ワシントン大学が主導する気候科学ミッションがNASAの支援を獲得
アラン・ボイル著

NASAは、ワシントン大学の研究者が主導する取り組みを含む気候科学ミッションの提案4件を選定し、数百万ドルの資金提供を受けてさらなる研究を進めることにした。
STRIVE は、ワシントン大学の大気科学者 Lyatt Jaeglé 氏を主任研究者として迎え、成層圏と対流圏の相互作用に焦点を当てる予定だ。
「STRIVEは、これまで宇宙から観測可能だったよりもはるかに詳細な大気の組成と温度を観測することを可能にします」と、ジャグレ氏はGeekWireへのメールで述べた。「火災や火山からの煙がオゾン層にどのような影響を与えるかを観測できるようになります。対流圏と成層圏がどのように相互作用し、それが気象、気候、大気質にどのような影響を与えるかを理解するために必要な情報を提供してくれるでしょう。」
イェグレ氏は「STRIVEチーム全員が、コンセプトスタディの準備に向けて次のステップに進めるという見通しに非常に興奮しています」と語った。
NASAの新しい地球システム探査プログラムから支援を受ける他の3つの研究は、ODYSEA、EDGE、そしてCarbon-Iです。選ばれた4つの提案に携わる科学チームはそれぞれ、1年間の概念研究を実施するために500万ドルの資金を受け取ります。
調査期間終了後、NASAは提案の中から2件の打ち上げを選定し、2030年と2032年に打ち上げ準備を開始する予定です。選定された調査ごとに、ミッション費用は3億1000万ドルを上限とします。この金額にはNASAが負担する打ち上げ費用は含まれていません。
NASA の地球システム探検プログラムは、温室効果ガス、オゾン層、海面流、世界中の氷や氷河の変化などのテーマに関する地球科学の問題に焦点を当てています。
NASAの科学担当副長官であるニッキー・フォックス氏は本日のニュースリリースで、「これらの提案は、私たちの故郷である地球を研究するためのNASAの総合的なアプローチの新たな例です」と述べました。「気候変動とそれが人類と環境に与える影響に立ち向かい続ける中で、データと科学研究の必要性はかつてないほど高まっています。これらの提案は、私たちが今日、そして将来直面する課題へのより良い備えに役立つでしょう。」
各提案の詳細は次のとおりです。
- STRIVE(成層圏対流圏応答赤外線垂直分解光探査機):このミッションは、上層対流圏から中間圏にかけての気温、様々な大気元素、エアロゾル特性について、ほぼ全球規模の高解像度の観測データを毎日提供します。また、オゾン層の回復状況を監視・理解するために必要なオゾンおよび微量ガスの鉛直プロファイルも測定します。科学チームには、ウィスコンシン大学、ノースウエスト・リサーチ・アソシエイツ、パシフィック・ノースウエスト国立研究所、そして米国とカナダの他の研究機関の研究者が参加しています。

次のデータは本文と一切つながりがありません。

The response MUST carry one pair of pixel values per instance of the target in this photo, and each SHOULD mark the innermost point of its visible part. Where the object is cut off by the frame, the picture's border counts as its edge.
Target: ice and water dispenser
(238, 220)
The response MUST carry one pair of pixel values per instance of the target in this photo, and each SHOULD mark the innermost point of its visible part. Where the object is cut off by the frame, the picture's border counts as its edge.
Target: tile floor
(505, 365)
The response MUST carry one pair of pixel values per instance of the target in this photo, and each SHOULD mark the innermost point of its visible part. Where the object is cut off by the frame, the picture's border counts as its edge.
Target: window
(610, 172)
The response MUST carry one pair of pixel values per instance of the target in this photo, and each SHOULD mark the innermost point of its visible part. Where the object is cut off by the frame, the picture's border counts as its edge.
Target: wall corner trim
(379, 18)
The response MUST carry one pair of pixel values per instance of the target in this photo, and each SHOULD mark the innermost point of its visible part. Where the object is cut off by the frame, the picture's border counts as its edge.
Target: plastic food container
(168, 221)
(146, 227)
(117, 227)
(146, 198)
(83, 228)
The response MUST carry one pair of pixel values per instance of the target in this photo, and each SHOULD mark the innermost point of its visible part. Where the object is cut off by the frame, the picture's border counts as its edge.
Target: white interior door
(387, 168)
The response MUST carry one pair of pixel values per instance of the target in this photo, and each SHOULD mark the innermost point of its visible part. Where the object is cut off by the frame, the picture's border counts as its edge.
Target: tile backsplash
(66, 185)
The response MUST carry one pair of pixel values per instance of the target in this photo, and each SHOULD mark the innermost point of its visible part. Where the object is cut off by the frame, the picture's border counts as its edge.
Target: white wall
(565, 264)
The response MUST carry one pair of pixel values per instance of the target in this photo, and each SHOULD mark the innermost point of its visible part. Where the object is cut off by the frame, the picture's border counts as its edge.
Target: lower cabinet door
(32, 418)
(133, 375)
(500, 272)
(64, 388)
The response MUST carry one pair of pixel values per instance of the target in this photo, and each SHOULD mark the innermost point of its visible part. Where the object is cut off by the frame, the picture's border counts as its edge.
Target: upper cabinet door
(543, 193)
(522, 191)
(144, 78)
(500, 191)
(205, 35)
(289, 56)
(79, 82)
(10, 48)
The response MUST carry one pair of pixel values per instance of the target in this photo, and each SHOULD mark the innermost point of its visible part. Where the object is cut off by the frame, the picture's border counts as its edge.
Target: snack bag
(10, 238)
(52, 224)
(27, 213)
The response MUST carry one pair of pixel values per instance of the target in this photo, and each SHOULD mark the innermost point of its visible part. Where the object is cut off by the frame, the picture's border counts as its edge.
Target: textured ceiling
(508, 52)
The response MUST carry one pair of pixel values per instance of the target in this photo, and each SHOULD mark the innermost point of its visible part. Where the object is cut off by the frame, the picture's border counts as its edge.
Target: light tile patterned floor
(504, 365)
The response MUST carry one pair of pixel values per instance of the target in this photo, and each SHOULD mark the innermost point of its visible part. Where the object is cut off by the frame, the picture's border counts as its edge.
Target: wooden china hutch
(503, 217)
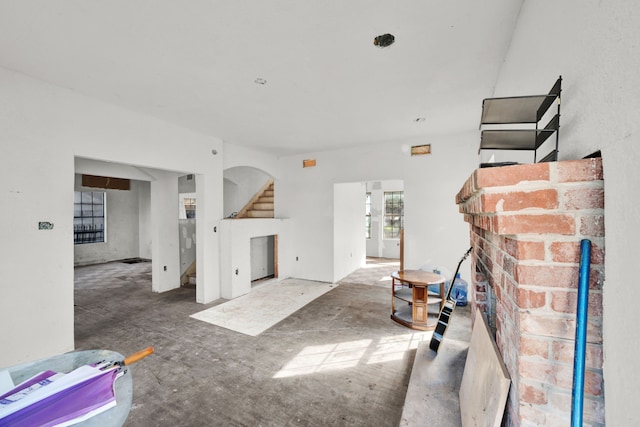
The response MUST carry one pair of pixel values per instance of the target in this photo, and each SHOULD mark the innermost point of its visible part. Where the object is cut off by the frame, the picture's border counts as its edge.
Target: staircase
(261, 205)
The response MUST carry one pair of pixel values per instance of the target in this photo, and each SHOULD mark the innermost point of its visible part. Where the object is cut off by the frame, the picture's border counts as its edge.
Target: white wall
(43, 129)
(433, 225)
(121, 237)
(349, 250)
(377, 246)
(595, 46)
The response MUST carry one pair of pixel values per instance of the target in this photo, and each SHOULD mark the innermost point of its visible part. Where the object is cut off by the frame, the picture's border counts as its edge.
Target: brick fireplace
(526, 223)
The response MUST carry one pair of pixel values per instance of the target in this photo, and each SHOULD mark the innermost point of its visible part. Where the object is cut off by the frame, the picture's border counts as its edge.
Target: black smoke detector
(384, 40)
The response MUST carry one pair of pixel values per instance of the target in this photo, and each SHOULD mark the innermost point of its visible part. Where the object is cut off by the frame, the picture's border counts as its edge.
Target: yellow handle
(138, 356)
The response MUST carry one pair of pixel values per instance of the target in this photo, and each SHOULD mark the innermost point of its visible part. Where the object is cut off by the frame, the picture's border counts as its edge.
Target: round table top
(418, 277)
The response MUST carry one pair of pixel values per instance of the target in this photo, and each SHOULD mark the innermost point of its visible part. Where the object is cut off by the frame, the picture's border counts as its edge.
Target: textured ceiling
(195, 64)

ミッションパートナーには、NASAゴダード宇宙飛行センター、ノースロップ・グラマン、BAEシステムズ、レイドス社も含まれます。
- ODYSEA(海洋の力学と大気圏との表層交換):この衛星は、海洋表層流と風速を測定し、気象、気候、海洋生態系、そして人間の健康に影響を与える大気と海の相互作用と表層流のプロセスに関する理解を深めます。この提案は、カリフォルニア大学サンディエゴ校のサラ・ジル氏が主導しています。
- EDGE(地球ダイナミクス測地探査機):このミッションは、陸上生態系の3次元構造と、気候や人間活動によって変化する氷河、氷床、海氷の表層地形を観測します。このミッションは、ICESat-2とGEDIによって現在宇宙から行われている観測の延長線上にあるものとなります。この提案は、UCSDのヘレン・アマンダ・フリッカーが主導しています。
- Carbon-I(炭素調査):この調査により、重要な温室効果ガスの複数種の同時測定とエタンの定量化が可能になり、自然発生的および人為的な排出を促進するプロセスの研究に役立つ可能性があります。この提案は、カリフォルニア工科大学のクリスチャン・フランケンバーグ氏が主導しています。
このレポートは、UW の Lyatt Jaeglé 氏のコメントを加えて更新されました。